Methods Two centres, UK. (September 1985 to July 1989), randomized controlled trial without the use of a placebo. 
 I. Blinding of randomization: 
 ‐ yes (sealed envelopes) 
 II. Blinding of intervention: no 
 III. Complete follow‐up: yes 
 IV. Blind outcome assessment: no
Participants 121 infants weighing less than 2,500 grams at birth with clinical signs of persistent ductus arteriosus who required indomethacin treatment. 
 BW (mean +/‐ SD) 1116 +/‐ 340 g, GA 27 +/‐ 2.2 wk, age at indomethacin therapy: < 7 days(n = 32), >/= 7 days (n = 27 days) (prolonged low dose group) versus BW 1135 +/‐ 340 g, GA 27 +/‐ 2.2 wk, age at indomethacin therapy: < 7 days(n = 39), >/= 7 days (n = 23 days) (conventional dose group)
Interventions Prolonged course: 6‐ day course (0.1 mg/kg/dose IV) (n=59). Short course: 3 doses at intervals of 12 hours of 0.2 mg/kg IV (n=62). The course was completed unless the treatment was stopped because of a complication.

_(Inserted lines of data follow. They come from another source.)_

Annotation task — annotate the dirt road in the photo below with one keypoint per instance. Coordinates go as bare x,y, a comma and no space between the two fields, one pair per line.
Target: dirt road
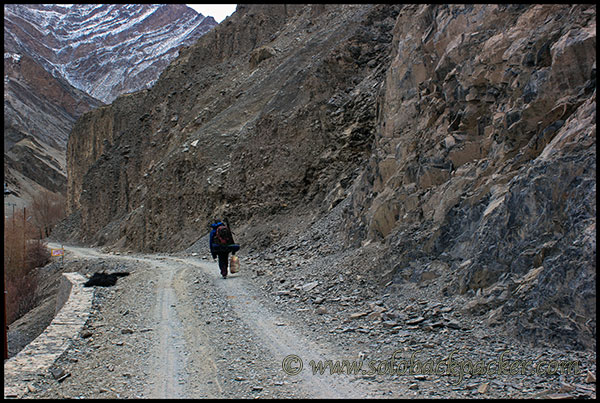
174,328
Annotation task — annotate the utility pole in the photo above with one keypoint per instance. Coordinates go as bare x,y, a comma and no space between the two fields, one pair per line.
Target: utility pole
4,284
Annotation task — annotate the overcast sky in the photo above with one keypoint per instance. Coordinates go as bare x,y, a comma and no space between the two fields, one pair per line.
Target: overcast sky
218,11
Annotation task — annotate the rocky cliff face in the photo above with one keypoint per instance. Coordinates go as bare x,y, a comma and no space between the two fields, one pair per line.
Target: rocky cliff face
57,56
39,112
458,139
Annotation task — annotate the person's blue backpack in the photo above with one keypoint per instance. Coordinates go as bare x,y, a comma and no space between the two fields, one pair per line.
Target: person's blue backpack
223,236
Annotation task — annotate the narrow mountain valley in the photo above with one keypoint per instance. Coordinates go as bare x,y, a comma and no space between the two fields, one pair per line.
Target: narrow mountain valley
408,183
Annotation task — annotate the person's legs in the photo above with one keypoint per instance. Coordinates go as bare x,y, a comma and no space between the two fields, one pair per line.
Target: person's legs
223,263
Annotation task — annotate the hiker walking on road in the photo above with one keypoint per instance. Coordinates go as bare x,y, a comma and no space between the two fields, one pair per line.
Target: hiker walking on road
222,243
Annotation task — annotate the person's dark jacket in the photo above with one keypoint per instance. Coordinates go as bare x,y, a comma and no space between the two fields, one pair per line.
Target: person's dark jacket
216,248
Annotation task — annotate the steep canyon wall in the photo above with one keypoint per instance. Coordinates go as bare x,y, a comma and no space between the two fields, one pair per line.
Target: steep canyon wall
462,139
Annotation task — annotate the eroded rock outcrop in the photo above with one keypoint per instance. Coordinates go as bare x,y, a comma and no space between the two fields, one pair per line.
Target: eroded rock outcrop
485,158
459,138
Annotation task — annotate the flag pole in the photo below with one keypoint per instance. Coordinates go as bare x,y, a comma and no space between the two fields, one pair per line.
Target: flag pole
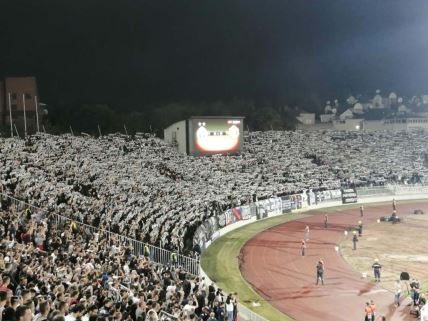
37,113
10,117
25,116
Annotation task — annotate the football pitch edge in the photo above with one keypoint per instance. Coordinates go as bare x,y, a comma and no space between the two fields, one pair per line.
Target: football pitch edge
221,260
220,263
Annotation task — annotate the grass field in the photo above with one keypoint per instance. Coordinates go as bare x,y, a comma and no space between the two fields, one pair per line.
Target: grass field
221,264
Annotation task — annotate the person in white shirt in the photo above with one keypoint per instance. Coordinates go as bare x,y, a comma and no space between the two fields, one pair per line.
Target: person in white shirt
76,312
397,293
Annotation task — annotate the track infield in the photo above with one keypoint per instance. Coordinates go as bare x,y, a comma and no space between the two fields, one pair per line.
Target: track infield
283,282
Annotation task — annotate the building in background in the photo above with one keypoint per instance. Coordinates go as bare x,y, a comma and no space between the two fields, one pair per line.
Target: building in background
15,94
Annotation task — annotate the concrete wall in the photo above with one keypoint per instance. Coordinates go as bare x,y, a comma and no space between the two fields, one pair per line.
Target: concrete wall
418,194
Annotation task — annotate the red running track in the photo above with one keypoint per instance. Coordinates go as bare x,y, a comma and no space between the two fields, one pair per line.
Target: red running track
272,264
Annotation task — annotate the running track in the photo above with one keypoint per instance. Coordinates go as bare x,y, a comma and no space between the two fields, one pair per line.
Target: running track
272,264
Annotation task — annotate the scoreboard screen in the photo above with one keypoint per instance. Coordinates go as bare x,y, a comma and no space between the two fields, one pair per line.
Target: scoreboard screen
209,136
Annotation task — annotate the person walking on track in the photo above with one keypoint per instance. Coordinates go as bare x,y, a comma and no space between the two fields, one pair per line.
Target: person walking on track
320,271
368,312
397,292
306,234
303,247
376,270
373,307
360,228
354,240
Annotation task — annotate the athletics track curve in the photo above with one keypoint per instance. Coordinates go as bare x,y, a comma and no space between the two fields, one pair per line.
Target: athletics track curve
272,264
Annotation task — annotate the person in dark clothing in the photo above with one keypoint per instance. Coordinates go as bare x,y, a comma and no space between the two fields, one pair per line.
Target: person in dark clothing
354,241
360,228
376,270
320,271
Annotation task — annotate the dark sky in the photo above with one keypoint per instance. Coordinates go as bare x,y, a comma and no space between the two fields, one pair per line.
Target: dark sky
143,52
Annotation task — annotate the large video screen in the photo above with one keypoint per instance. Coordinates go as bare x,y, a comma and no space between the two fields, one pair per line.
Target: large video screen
209,136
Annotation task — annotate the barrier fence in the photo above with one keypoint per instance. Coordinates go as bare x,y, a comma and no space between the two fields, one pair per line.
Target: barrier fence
156,254
209,230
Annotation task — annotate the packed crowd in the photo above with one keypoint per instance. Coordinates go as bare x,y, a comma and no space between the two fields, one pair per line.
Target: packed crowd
117,180
66,274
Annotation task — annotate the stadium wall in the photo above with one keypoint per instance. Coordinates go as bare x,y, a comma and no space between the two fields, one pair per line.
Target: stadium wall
364,196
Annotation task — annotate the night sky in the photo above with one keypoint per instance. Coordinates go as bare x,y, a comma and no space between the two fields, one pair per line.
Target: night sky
150,52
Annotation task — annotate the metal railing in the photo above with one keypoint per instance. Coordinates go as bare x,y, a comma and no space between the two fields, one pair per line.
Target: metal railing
156,254
391,190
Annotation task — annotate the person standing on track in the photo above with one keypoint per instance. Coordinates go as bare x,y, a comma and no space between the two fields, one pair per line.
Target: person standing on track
360,228
306,234
376,270
303,247
373,307
354,240
368,312
397,293
320,271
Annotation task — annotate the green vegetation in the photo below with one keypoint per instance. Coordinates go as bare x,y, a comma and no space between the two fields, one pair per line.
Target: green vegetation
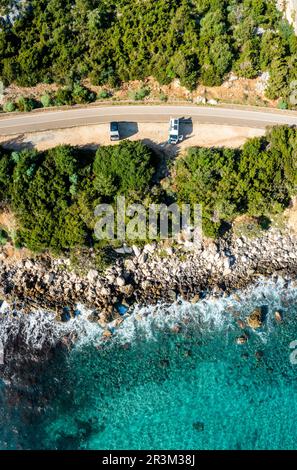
111,41
140,94
54,193
69,95
258,180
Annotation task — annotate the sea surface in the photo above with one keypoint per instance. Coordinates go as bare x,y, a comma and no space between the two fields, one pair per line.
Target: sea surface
169,378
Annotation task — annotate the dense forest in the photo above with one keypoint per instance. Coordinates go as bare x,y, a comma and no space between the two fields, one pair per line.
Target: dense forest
111,41
54,193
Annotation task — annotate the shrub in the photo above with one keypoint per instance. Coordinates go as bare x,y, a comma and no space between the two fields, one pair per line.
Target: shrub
9,107
103,95
26,105
46,100
140,94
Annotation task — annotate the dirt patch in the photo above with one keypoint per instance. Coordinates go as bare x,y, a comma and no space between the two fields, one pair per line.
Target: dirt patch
195,134
234,90
8,221
9,252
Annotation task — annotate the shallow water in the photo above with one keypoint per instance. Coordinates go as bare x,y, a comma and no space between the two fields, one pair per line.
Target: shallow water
169,379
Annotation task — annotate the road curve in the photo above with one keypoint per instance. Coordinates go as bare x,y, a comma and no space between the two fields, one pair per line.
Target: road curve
13,124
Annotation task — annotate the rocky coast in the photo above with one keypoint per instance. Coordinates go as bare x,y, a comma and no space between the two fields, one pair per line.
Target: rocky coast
145,277
148,276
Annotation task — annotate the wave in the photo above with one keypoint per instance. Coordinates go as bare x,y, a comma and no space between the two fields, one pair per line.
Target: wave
39,328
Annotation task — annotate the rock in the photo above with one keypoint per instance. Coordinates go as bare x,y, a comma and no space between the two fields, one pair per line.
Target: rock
255,319
92,275
195,299
105,291
241,340
200,100
212,102
241,324
29,264
110,278
127,290
120,281
278,317
107,334
150,248
198,426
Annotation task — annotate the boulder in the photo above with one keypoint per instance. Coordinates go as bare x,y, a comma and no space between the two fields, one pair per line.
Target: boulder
241,340
120,281
255,319
92,275
278,317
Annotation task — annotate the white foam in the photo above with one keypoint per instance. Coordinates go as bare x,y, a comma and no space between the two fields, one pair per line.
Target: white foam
40,328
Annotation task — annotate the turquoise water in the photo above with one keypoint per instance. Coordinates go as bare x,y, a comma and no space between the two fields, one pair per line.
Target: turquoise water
170,379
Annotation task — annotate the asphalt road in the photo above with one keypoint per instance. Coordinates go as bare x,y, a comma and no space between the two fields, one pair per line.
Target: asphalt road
61,119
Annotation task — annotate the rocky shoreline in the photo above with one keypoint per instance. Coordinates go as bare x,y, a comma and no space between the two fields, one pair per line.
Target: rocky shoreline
148,276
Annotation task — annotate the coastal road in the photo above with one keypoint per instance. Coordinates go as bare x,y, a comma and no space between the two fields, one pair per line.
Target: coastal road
14,124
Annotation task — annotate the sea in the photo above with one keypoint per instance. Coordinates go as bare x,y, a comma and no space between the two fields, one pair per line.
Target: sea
169,377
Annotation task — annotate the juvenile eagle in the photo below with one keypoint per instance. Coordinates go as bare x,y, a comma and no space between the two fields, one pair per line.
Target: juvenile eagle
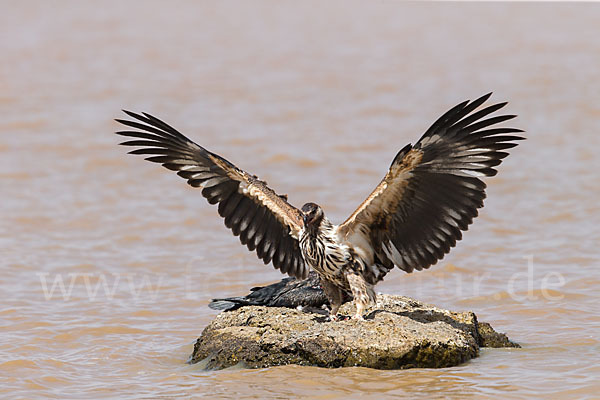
429,195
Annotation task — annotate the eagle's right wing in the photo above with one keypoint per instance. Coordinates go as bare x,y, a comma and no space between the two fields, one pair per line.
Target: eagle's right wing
263,220
432,190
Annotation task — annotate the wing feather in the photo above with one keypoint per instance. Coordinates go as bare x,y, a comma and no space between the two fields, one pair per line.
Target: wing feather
264,221
432,190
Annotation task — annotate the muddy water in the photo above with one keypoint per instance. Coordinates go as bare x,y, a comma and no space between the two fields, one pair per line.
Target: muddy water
108,262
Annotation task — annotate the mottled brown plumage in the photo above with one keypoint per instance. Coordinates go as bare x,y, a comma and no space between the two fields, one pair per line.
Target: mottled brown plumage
430,194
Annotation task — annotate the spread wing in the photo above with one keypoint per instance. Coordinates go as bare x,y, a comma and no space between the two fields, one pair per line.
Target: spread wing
432,190
263,220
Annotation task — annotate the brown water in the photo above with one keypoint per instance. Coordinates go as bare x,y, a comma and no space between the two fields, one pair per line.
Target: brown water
315,98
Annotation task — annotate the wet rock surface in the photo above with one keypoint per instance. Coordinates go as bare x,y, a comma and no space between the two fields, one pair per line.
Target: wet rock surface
398,332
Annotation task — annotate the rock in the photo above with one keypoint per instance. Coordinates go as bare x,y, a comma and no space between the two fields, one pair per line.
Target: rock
398,332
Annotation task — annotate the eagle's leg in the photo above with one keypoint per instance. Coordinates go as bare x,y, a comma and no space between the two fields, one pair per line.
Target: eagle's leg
362,291
335,296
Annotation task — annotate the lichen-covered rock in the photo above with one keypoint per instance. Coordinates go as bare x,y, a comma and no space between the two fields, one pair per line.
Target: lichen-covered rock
398,332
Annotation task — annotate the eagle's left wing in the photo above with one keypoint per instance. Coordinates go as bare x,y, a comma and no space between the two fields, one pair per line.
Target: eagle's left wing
432,190
263,220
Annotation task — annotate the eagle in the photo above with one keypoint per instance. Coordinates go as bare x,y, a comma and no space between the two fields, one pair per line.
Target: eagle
430,194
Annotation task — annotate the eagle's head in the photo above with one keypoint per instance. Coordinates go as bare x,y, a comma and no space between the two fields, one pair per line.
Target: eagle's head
312,215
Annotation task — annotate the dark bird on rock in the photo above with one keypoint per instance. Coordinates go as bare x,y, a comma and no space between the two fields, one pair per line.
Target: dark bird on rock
427,198
305,294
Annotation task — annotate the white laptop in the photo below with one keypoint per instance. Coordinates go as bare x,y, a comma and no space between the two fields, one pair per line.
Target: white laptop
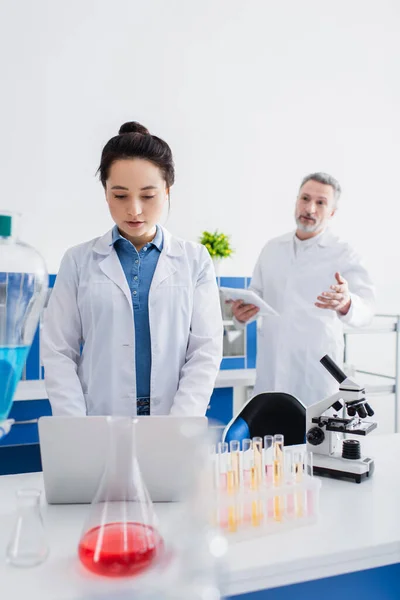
74,449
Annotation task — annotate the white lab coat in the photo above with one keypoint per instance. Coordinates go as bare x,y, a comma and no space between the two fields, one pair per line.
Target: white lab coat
290,346
91,305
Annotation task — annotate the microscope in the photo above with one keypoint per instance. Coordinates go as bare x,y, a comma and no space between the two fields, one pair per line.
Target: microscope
333,455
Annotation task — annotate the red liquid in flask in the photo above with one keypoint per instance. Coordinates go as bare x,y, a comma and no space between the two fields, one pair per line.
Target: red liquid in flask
119,549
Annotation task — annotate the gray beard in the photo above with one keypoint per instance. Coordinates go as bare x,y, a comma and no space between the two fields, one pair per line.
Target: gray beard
307,228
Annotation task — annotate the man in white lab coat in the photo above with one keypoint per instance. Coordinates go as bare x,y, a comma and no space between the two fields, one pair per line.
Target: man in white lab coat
317,284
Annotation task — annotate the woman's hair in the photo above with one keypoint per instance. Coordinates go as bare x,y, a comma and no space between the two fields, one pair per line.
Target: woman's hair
135,141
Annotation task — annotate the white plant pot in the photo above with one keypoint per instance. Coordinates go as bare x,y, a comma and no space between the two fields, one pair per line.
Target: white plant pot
217,266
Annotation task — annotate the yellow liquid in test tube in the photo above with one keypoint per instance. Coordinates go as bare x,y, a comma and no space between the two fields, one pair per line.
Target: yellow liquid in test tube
299,495
278,475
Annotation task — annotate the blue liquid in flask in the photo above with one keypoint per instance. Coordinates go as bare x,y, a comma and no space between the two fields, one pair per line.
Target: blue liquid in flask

Outcomes Primary: response to treatment (PDA closure) 
 Other: relapse after treatment (PDA re‐opening), retreatment, rise in serum urea or creatinine concentration, reduction of inspired oxygen at 6 days, death, side effects (GI hemorrhage, GI perforation, bleeding, acute renal failure).
Notes Echocardiography was not available in either centre at the time of this study. 
 Relapse was defined as a recurrence of systolic murmur and increased pulse volume. 
 Indomethacin dosage for retreatment was not specified. 
 There were a total of three PDA ligations, but treatment allocation was not clear. 
 Same total dose of indomethacin was given in two different ways. 
 Increased mortality from BPD with prolonged course could be explained by the significantly higher baseline oxygen requirement in this group.